詹小丹的爸爸妈妈是开车来的,那是一辆银色的本田轿车。
北京和天津很近,很多天津人到北京来都是开私家车的。
在江南春饭店包间,我们坐下来,里面的灯光很亮,空调也好,大家都脱了外套。
詹小丹的父母虽然和我的父母岁数相仿,但是却显得年轻许多,他们都带着眼镜,皮肤也好。从他们的谈吐和举止,我看得出她父母都是那种很有文化、很有内涵的人,甚至对我来说还有些很慈像的感觉。
这顿饭,我吃得并不舒服,并不是饭菜不好,而是我很局促。其实我一向是心理素质极好的人,我想我的局促詹小丹的父母是看不出来的。
他们问我家里的情况,我照实回答了他们。
那天我们谈了较长的时间,大概就是自己将来的打算,对当时就业形势的一些分析,以及对学校的一些看法等等。
从本质上讲,我这人相对来说比较健谈的,而且说话不乱,思路清晰,对问题有自己比较独到的看法,这也得益于我长期做家教,与很多学生和家长交流的结果。

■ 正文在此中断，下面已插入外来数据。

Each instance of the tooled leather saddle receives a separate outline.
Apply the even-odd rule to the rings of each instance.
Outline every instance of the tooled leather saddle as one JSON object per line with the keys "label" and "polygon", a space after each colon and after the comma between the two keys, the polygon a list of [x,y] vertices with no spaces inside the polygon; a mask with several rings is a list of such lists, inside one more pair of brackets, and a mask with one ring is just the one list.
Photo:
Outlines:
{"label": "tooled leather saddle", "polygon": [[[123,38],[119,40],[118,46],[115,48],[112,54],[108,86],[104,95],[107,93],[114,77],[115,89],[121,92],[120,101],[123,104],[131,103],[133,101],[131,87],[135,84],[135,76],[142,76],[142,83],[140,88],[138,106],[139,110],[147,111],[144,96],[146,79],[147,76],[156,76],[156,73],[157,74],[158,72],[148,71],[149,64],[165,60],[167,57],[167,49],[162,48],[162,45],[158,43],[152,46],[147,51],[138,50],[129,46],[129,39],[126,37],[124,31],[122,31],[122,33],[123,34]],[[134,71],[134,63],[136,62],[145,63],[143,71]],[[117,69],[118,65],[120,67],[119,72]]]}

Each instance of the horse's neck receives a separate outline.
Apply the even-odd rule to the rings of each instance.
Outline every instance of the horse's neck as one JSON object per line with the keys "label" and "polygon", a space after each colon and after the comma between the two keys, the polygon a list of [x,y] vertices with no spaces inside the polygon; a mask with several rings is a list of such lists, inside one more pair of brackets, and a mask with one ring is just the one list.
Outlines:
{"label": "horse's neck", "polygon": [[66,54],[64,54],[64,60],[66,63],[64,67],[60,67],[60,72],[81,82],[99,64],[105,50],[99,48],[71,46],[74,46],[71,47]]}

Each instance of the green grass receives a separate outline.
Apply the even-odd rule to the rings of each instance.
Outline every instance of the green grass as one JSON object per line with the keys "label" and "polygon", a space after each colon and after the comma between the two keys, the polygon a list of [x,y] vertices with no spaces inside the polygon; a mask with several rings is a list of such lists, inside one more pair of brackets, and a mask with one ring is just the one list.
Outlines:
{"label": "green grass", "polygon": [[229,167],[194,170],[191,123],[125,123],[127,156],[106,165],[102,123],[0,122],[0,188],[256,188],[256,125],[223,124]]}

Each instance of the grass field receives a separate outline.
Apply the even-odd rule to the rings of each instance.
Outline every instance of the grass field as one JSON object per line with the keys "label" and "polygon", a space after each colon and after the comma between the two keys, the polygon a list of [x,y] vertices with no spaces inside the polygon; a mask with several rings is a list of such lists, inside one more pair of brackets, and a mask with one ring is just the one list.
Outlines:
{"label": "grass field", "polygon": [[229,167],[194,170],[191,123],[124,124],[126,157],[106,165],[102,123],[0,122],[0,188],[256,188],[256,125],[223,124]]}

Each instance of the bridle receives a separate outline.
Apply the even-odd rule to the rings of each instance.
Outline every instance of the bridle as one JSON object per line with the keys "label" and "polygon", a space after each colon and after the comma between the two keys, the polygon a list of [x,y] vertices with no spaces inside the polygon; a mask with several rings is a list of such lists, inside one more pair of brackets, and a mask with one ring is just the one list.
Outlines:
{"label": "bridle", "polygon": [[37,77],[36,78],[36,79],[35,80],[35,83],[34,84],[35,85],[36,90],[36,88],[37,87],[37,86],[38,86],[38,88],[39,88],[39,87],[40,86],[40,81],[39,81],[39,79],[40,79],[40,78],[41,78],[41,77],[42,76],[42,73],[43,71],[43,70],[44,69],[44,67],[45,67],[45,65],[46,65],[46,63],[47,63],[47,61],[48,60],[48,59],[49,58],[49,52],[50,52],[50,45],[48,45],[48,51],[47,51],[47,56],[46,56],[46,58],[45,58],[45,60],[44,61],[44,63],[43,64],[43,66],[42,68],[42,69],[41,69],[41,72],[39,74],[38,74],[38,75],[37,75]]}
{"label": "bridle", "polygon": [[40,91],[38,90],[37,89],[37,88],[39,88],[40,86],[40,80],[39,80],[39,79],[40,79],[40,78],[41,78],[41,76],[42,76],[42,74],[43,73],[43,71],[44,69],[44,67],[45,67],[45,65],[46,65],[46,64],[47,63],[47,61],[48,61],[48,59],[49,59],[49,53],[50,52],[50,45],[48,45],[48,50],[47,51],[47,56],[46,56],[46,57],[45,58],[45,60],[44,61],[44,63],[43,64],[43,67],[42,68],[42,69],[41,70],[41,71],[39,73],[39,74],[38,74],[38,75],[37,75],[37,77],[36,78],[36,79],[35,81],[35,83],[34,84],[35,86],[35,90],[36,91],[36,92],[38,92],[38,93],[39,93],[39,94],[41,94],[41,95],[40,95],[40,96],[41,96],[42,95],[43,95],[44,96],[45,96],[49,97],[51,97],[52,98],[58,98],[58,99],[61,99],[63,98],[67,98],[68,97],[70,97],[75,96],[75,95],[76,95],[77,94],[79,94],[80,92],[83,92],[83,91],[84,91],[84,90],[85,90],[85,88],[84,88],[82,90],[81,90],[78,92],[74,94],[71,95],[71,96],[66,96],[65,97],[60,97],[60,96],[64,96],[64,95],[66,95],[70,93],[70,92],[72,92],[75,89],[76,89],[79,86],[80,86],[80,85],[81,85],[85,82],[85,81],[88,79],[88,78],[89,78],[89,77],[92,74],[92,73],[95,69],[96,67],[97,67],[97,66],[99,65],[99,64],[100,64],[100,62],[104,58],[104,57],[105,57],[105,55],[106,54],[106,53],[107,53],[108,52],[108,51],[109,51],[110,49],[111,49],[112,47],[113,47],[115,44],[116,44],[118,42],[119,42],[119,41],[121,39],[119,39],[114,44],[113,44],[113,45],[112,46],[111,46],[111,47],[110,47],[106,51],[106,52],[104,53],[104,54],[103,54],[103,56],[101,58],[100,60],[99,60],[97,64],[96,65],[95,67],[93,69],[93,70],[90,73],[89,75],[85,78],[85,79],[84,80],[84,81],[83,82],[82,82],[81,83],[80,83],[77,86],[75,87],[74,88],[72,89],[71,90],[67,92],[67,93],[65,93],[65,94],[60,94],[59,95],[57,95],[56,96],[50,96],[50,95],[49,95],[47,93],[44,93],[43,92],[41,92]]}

有时我的意见和詹小丹的爸爸相左,我会尽量把我的思想用比较合适的语言阐述出来。
那天吃完饭,我们走出饭店,已经是晚上9点多,詹小丹的父母去学校招待所住了,我和詹小丹回学校。
詹小丹说,你今天表现挺好的。
我苦笑,什么表现啊,不就是说说话么,很正常的事呀。
詹小丹说,明天我问问我爸爸对你有什么意见。
第二天下午,詹小丹的父母走了,我和詹小丹送了一下。
回来的路上,詹小丹说,你怎么不急于知道我爸爸对你的印象啊?
我说,对了,他老人家怎么说。
詹小丹有些忧郁,慢慢的说,不怎么好。
我心里一沉,说实在的,他父母对我的印象我不知道为什么并不怎么在意,也许这一段我一直很茫然的缘故。但是听詹小丹这么一说,我的自尊心受到一定的触动。
我急忙说,他们怎么说。
詹小丹忽然又变的有些喜悦,她说,怎么样,你还是很在意的吧,不过我爸爸是很厉害的,他说的很对。
我说,他说什么啊。
詹小丹说,他说,你人还不错,虽然家庭条件不怎么好,但是聪明、稳重,长得也很好。但是。。。。。。,。詹小丹欲言又止。
我说,你快说,但是怎么了?
詹小丹接着说,他说,你年纪不大,有点过于老成,害怕你欺骗我,让我们再接触一段时间,好好了解一下彼此,不要着急。
我有些好笑,我实在想不透我在他爸心里竟是这种印象,我觉得我是在真心对詹小丹的,没有任何的虚假。
忽然,我又想到了林婉,也是,我一直以来对她都是真心的,可我依然离开了她。